Constituency details
- Country: India
- Region: East India
- State: Bihar
- District: Supaul
- Established: 1977
- Abolished: 2008

= Kishunpur Assembly constituency =

Former constituency of the Bihar legislative assembly in India

Kishunpur Assembly constituency was an assembly constituency in Supaul district in the Indian state of Bihar.

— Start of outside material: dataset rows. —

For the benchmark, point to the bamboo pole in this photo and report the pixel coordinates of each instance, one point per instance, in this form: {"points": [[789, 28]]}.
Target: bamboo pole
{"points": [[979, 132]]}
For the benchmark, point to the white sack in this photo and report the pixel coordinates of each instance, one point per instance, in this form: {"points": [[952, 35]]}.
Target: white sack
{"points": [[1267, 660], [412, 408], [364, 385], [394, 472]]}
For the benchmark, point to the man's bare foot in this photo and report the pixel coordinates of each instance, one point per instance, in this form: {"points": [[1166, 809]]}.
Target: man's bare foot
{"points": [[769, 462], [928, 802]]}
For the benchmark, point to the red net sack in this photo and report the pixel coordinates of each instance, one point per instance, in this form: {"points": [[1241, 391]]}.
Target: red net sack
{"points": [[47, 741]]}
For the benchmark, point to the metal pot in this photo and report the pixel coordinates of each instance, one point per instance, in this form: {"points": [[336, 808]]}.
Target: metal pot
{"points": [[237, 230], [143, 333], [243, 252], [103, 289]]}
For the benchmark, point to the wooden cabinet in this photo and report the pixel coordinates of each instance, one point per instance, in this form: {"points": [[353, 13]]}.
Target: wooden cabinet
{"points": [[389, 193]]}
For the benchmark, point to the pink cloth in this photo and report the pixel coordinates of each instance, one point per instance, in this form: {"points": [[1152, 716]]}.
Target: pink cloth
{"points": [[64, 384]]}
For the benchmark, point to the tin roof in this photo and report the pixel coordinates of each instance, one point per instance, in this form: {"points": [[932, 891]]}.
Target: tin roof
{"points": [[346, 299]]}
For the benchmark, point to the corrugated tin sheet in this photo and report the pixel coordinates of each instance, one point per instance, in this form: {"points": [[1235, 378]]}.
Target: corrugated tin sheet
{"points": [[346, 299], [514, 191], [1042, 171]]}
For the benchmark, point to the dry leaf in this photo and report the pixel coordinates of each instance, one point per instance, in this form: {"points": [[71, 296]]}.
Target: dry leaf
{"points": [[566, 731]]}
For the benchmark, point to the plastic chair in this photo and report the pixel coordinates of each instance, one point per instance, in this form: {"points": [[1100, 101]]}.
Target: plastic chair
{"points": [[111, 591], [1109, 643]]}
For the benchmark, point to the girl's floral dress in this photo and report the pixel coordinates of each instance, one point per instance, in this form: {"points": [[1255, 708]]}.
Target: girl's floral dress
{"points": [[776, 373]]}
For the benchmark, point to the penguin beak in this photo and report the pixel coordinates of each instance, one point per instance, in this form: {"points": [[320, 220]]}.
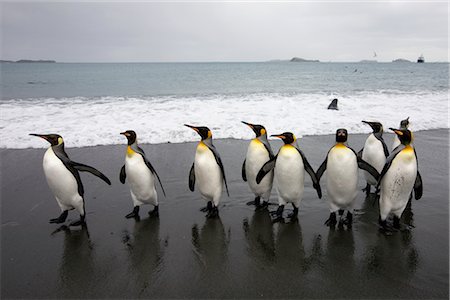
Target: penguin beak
{"points": [[279, 136], [192, 127], [397, 132], [42, 136], [248, 124]]}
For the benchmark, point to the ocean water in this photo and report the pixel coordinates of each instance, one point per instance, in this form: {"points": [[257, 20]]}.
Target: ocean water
{"points": [[90, 104]]}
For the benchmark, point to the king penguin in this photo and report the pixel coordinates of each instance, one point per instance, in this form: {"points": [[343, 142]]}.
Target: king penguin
{"points": [[141, 177], [399, 176], [207, 170], [404, 124], [258, 153], [64, 180], [374, 152], [341, 164], [290, 165]]}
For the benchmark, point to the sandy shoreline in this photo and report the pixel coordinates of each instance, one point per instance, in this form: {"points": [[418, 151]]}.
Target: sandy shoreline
{"points": [[239, 255]]}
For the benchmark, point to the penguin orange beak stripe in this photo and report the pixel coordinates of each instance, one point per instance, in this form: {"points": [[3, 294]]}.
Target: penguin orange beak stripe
{"points": [[248, 124], [192, 127], [398, 132], [279, 136], [42, 136]]}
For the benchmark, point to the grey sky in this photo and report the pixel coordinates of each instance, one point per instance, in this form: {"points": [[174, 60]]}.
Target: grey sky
{"points": [[136, 32]]}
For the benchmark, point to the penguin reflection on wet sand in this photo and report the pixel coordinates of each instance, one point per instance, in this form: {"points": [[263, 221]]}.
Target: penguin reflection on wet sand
{"points": [[76, 276], [141, 177], [290, 165], [374, 152], [207, 172], [260, 238], [399, 176], [259, 152], [342, 165], [404, 124], [64, 180]]}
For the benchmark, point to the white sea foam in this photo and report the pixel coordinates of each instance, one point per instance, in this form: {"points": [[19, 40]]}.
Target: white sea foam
{"points": [[98, 121]]}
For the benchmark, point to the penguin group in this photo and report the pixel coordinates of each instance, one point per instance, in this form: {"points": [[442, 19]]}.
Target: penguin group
{"points": [[395, 176]]}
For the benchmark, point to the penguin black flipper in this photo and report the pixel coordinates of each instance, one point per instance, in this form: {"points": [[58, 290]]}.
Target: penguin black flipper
{"points": [[123, 174], [268, 148], [192, 178], [149, 165], [418, 189], [385, 149], [85, 168], [322, 169], [364, 165], [389, 161], [311, 173], [244, 175], [62, 155], [219, 162], [266, 168]]}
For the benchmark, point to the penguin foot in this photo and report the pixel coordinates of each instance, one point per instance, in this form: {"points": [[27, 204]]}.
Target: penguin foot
{"points": [[154, 212], [61, 219], [263, 206], [396, 222], [214, 213], [348, 220], [331, 222], [256, 202], [278, 214], [367, 190], [134, 213], [79, 222], [294, 213], [207, 208]]}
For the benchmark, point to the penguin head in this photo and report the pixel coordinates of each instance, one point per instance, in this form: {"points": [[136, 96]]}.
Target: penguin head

As a consequence of the orders of the Delimitation Commission of India, Kishunpur Assembly constituency ceased to exist in 2010.

==Results==
===1977–2005===
In October 2005 and February 2005 state assembly elections Aniruddha Prasad Yadav of JD(U) won the Kishunpur assembly seat defeating his nearest rival Vijay Kumar Gupta of Congress and Bijay Kumar Gupta of LJP respectively. Contests in most years were multi cornered but only winners and runners are being mentioned. Yaduwansh Kumar Yadav of RJD defeated Vijay Kumar Gupta of Congress in 2000. Vijay Kumar Gupta of Congress defeated Vinayak Prasad Yadav of JD in 1995. Vinayak Prasad Yadav of JD defeated Yaduvans Kumar Yadav of Congress. Vishwanath Gurmaita of Congress defeated Vinayak Prasad Yadav of LD in 1985 and Yadubans Kumar Yadav of Janata Party (Secular – Charan Singh) in 1980. Baidyanath Mehta of JP defeated Yamuna Prasad Mandal of Congress in 1977.